Para quem gosta da reclusão, a lotação das ruas de Paraty causou algum desconforto. “Está tudo muito cheio, né?”, ela me disse, demonstrando aflição.
Ao falar sobre a “imortalidade” na ABL, afirmou: “Não estou chegando lá só eu. Tem muitas que, antes de mim, já deveriam estar lá dentro. Então, estamos entrando juntas”. Ela contou que, antes de lançar a candidatura, falou com a escritora Conceição Evaristo, um nome sempre lembrado para a academia. “Antes de tomar qualquer decisão eu consultei a Conceição. É uma candidatura coletiva – simbolicamente, estamos entrando juntas. Mas falar da representatividade já não basta. Não dá mais para ser a única representando uma multiplicidade de pessoas. Não estou lá para representar. Quero estar lá para produzir mais presenças.” E declarou também: “Sou a primeira, mas vou agir para que não seja a única.”
Em 2018, Evaristo candidatou-se à ABL, mas teve somente um voto. “Apesar dela não ter entrado, eu acho que foi uma candidatura vitoriosa no sentido de mostrar, tanto dentro da ABL, quanto para a população brasileira, o quanto a academia não era representativa. Não havia nenhum pingo de diversidade ali dentro”, disse a autora.
Na Esquina, Gonçalves contou sobre o processo de escrita de Um defeito de cor. “Eu sou uma reescritora”, ela disse, ao citar as 19 versões da obra. Entre seus editores informais, estiveram sua mãe e o jornalista Millôr Fernandes, que simpatizou com o primeiro livro publicado de maneira independente e decidiu ajudá-la na jornada de transformar as 1400 páginas do original em um trabalho mais polido. Fernandes e Ana Maria conversavam, como conta a escritora, aos domingos, por telefone. Em relação à mãe, diz que a considera uma leitora ideal – que, na época, acompanhava a feitura da história como uma novela.
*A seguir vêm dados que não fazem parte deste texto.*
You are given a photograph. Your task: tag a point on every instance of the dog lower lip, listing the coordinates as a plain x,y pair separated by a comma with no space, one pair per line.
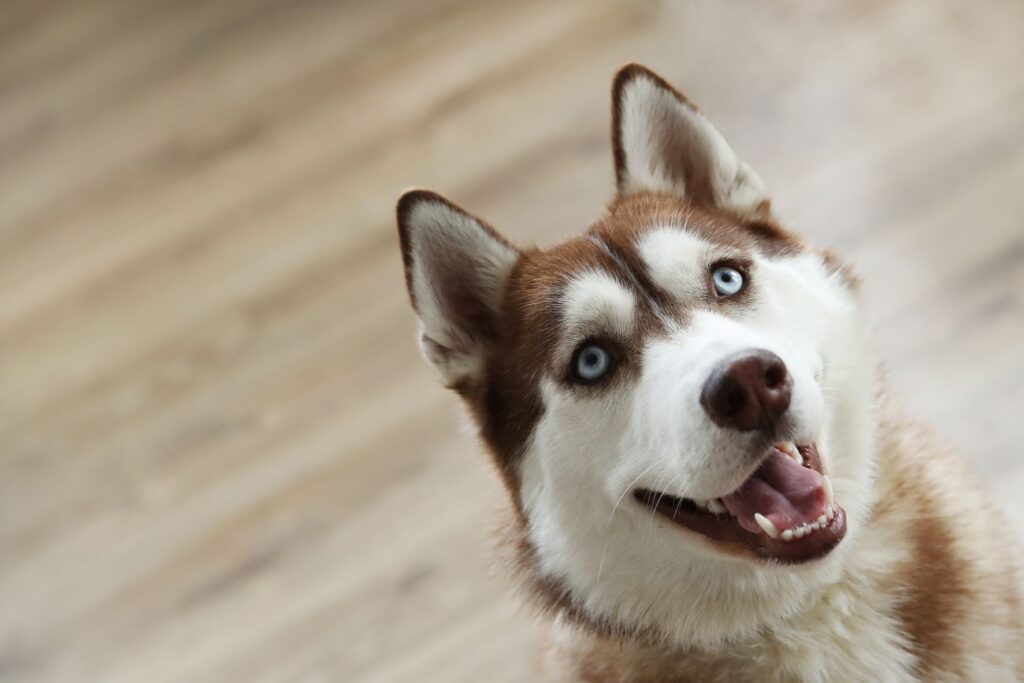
798,521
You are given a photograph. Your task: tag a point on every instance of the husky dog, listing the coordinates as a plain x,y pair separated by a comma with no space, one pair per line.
707,482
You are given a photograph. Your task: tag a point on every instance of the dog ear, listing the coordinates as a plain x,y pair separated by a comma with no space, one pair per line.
664,143
457,268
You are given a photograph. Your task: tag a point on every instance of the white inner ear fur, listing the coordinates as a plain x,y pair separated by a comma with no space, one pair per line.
660,135
455,260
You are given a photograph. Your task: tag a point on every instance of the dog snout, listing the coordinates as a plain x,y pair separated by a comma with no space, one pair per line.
750,390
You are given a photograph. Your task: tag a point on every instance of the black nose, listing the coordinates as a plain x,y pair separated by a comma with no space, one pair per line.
747,391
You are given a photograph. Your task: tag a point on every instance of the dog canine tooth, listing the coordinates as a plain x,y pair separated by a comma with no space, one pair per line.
766,524
790,449
829,495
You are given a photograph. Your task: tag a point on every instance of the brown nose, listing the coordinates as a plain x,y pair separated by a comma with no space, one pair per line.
747,391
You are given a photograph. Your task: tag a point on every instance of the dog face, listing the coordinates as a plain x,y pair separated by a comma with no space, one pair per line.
677,399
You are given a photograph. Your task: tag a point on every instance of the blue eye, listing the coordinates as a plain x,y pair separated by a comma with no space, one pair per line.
727,281
592,363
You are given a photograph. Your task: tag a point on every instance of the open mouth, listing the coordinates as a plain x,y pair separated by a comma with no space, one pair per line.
784,511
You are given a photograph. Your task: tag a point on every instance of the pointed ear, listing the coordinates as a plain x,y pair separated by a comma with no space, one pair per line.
457,268
664,143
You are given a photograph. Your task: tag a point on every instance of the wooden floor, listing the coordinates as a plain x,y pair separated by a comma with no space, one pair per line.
220,456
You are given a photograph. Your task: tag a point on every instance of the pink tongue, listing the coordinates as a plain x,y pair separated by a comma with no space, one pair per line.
783,492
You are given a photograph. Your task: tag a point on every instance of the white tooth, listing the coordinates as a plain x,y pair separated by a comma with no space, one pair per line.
766,524
790,449
826,484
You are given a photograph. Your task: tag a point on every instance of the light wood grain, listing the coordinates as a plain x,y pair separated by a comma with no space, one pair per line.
220,456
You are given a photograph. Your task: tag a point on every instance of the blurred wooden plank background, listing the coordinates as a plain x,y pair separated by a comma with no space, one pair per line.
220,456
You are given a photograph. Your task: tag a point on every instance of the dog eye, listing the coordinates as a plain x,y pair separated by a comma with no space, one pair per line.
727,281
592,363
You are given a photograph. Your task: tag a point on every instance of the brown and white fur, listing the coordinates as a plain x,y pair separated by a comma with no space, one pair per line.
923,584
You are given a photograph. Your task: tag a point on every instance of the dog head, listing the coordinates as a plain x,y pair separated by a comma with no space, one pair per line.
679,399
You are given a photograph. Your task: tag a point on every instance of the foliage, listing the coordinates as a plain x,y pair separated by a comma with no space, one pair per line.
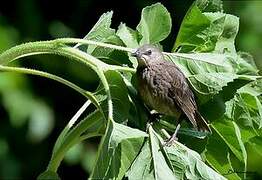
226,83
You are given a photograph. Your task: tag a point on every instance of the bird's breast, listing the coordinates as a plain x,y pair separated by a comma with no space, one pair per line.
153,89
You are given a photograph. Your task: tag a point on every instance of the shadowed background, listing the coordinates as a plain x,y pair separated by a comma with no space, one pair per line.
33,110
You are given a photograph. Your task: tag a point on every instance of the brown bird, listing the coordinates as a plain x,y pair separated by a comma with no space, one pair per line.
164,88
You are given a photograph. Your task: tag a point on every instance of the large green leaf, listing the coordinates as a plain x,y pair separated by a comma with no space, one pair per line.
130,39
246,108
217,155
142,167
210,5
155,24
207,32
230,133
193,23
119,95
151,163
188,163
119,147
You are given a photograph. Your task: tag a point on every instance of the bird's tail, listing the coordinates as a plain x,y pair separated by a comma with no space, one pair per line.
201,123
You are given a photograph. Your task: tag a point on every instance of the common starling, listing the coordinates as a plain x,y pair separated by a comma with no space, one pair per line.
164,88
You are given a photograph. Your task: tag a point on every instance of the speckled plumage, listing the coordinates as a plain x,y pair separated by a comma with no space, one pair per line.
164,88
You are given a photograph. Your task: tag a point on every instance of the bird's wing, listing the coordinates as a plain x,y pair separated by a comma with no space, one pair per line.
181,92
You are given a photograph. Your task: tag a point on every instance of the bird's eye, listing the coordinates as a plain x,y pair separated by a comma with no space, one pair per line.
149,52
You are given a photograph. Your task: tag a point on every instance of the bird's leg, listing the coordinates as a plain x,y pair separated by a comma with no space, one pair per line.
173,138
153,116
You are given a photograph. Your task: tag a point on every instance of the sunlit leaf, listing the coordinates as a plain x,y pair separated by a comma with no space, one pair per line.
119,147
155,24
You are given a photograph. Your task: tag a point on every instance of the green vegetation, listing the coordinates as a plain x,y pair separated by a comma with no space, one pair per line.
225,81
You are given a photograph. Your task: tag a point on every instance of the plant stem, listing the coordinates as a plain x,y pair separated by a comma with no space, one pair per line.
85,93
90,42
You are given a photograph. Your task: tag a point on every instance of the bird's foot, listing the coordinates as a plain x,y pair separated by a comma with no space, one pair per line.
148,124
170,141
153,116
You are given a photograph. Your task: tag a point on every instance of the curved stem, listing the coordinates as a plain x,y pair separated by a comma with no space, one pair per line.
90,42
85,93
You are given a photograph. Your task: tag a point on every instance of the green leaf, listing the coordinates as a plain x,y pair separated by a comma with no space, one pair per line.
207,32
155,24
189,163
129,37
101,30
48,175
210,5
246,108
230,134
119,95
217,155
151,163
142,167
119,147
162,169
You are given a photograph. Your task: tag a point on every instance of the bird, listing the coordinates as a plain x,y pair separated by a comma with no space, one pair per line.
164,88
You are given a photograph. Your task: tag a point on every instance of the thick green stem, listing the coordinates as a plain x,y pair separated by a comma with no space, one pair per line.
85,93
90,42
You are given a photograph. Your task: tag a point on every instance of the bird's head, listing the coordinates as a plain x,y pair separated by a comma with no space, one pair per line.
147,54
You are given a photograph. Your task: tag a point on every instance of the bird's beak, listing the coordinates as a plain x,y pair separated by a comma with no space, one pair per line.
135,54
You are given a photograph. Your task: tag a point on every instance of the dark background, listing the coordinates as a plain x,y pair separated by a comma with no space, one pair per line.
25,153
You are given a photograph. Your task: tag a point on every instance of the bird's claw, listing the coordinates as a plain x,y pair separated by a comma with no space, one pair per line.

Esse processo criativo que funciona feito um vai–e-vem toma conta, inclusive, de novos projetos. Há uma série de ideias engavetadas que, cedo ou tarde, ressurgem. Havia uma avidez por parte do público para saber o que está por vir. Livia Vianna afirma que a autora não se deixa abalar pela pressão. “Eu vejo na Ana uma tranquilidade muito grande.”